Pergantian Panglima Menuju TNI yang Semakin Profesional
Diperlukan sosok Panglima TNI yang memiliki kepemimpinan di tengah situasi geopolitik yang kompleks. Di dalam negeri diperlukan sosok Panglima TNI yang dapat menjamin transformasi TNI tetap dalam koridor demokrasi.
Oleh
Norbertus Arya Dwiangga Martiar
·4 menit baca
JAKARTA, KOMPAS — Meski merupakan agenda rutin, pergantian Panglima Tentara Nasional Indonesia merupakan momentum untuk memastikan kembali agenda reformasi maupun peningkatan profesionalisme TNI, terus dilakukan ke depan. Untuk itu, Presiden diharapkan hanya mempertimbangkan hal-hal yang bersifat normatif dan subtantif, bukan pendekatan politik secara sempit.
Hal tersebut, antara lain, mengemuka dalam diskusi daring bertajuk ”Pergantian Panglima TNI dan Transformasi TNI” yang diselenggarakan Centra Initiative, Kamis (9/9/2021).

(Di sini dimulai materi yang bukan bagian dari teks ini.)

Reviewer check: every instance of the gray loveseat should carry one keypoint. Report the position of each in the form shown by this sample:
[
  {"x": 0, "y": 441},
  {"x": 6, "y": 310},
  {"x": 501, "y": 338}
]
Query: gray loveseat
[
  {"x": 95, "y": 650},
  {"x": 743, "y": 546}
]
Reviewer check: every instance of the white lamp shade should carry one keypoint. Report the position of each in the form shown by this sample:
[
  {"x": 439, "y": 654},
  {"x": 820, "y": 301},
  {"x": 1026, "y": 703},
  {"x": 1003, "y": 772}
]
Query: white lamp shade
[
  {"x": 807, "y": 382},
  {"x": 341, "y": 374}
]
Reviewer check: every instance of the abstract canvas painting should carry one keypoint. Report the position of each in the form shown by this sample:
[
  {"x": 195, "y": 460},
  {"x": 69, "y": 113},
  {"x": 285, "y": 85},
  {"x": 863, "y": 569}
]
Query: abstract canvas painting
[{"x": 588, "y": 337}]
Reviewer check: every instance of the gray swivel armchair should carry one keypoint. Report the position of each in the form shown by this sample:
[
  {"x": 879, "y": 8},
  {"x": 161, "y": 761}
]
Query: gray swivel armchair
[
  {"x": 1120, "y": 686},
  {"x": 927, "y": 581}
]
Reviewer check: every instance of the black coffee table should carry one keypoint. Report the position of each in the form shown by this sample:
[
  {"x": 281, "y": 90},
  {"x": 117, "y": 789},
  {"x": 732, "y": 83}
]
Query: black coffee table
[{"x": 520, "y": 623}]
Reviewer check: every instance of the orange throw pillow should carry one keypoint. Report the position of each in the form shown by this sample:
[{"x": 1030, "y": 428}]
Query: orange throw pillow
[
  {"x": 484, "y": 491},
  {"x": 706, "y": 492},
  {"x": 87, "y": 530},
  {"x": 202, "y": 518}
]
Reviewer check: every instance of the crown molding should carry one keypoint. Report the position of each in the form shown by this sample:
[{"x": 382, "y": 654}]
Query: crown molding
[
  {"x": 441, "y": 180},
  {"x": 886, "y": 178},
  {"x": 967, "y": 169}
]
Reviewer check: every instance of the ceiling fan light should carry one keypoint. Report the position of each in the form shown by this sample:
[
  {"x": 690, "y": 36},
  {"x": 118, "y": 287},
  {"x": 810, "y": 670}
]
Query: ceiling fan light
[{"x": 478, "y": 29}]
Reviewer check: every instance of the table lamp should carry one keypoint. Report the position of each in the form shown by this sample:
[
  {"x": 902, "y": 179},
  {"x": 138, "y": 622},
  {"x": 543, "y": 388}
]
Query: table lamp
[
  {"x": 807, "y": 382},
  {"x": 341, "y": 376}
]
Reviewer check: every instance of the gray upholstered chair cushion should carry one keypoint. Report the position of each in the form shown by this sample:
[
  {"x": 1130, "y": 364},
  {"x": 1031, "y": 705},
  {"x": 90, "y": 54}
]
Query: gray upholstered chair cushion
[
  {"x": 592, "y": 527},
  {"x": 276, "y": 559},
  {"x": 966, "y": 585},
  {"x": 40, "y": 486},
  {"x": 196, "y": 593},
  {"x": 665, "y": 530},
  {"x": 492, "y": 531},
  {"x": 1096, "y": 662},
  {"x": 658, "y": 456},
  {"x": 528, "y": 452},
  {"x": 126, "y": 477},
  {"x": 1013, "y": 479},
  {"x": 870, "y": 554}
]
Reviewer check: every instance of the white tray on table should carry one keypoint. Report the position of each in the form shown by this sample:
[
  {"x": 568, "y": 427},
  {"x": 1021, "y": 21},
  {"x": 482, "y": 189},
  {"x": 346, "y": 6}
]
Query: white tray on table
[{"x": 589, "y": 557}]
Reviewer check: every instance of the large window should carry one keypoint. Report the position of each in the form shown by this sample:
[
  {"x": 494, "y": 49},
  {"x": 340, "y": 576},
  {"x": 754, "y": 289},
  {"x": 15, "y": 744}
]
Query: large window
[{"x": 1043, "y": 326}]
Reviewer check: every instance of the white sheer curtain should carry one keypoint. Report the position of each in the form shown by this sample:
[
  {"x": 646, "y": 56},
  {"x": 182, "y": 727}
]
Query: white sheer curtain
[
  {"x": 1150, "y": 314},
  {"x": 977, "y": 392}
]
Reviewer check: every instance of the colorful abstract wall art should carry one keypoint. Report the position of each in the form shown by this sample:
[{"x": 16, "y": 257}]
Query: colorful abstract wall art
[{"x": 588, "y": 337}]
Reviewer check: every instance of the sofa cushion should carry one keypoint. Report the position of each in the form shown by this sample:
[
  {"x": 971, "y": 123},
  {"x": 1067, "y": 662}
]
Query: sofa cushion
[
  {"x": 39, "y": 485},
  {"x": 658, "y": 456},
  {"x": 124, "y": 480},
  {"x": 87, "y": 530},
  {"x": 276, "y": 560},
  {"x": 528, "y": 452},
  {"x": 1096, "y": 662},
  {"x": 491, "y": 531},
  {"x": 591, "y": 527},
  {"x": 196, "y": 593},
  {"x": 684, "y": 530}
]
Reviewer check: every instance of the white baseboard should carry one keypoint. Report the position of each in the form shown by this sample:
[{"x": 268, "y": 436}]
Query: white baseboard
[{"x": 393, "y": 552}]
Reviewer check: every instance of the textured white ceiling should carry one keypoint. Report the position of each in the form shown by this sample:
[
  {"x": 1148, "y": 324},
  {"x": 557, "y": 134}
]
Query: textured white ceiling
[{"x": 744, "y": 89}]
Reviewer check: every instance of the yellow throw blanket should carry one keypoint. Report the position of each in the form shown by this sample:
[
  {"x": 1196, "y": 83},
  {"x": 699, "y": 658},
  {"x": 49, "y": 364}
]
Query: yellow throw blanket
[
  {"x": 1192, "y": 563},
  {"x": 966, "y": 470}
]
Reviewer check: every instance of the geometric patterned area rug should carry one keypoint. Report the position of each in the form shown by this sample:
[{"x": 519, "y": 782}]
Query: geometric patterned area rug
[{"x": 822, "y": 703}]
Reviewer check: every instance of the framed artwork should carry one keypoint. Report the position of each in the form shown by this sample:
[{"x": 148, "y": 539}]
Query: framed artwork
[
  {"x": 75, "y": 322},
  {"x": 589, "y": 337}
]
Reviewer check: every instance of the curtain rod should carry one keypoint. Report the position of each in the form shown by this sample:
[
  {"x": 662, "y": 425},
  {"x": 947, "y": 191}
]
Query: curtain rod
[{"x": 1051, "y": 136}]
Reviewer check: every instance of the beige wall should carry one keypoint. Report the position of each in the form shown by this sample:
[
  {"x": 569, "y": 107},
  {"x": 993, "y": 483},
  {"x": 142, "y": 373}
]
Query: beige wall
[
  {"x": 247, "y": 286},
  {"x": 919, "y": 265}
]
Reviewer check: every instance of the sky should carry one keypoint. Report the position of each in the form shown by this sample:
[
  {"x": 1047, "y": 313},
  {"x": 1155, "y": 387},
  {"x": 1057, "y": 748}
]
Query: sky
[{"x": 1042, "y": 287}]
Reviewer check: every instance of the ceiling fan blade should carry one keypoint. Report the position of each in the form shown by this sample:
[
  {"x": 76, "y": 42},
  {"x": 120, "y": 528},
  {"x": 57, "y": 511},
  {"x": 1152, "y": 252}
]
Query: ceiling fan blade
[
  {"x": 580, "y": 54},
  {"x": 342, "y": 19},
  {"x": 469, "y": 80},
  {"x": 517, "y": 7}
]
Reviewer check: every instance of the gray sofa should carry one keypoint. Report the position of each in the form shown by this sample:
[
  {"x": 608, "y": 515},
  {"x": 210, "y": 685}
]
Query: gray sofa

Menurut Ketua Badan Pengurus Centra Initiative Al Araf, TNI tetap merupakan alat pertahanan negara. Untuk itulah, mereka dilatih dan dipersenjatai untuk berperang. ”Pergantian Panglima TNI itu proses yang rutin terjadi. Ini juga menjadi momentum untuk satu proses perubahan, transformasi, meski Panglima TNI adalah pelaksana kebijakan,” kata Al Araf.
Terkait tantangan secara umum, saat ini yang terjadi adalah perang asimetris, berbasis teknologi pertahanan dengan didukung prajurit profesional. Dalam konteks geopolitik, Indonesia secara nyata memiliki sengketa dengan beberapa negara tetangga. Dengan tantangan dan tugas tersebut, lanjut Al Araf, TNI jangan dicampuri tugas lain yang tidak relevan, seperti cetak sawah.
Tantangan yang kompleks tersebut juga diamini pengajar Hubungan Internasional Universitas Paramadina Jakarta, Shiskha Prabawaningtyas. Menurut Shiskha, diperlukan sosok Panglima TNI yang memiliki kepemimpinan di tengah situasi geopolitik yang kompleks beserta ancamannya.
Di dalam negeri, lanjut Shiskha, diperlukan sosok Panglima TNI yang dapat menjamin transformasi TNI tetap dalam koridor demokrasi. Panglima TNI dituntut untuk menjadikan TNI tetap profesional dalam menghadapi tantangan ke depan yang kian berat.
Menurut Al Araf, dalam menimbang calon Panglima TNI terdapat beberapa pendekatan. Pertama, pendekatan normatif berupa rotasi kepemimpinan dari ketiga matra. Hal itu berdampak pada rasa kesetaraan antarmatra dan berdampak positif pada penguatan soliditas TNI. Kemudian pendekatan substantif, dalam perspektif reformasi dan transformasi TNI. Dalam pendekatan ini, Presiden mendengarkan berbagai pihak, semisal dari Komisi Nasional Hak Asasi Manusia terkait perspektif HAM atau dari KPK terkait antikorupsi.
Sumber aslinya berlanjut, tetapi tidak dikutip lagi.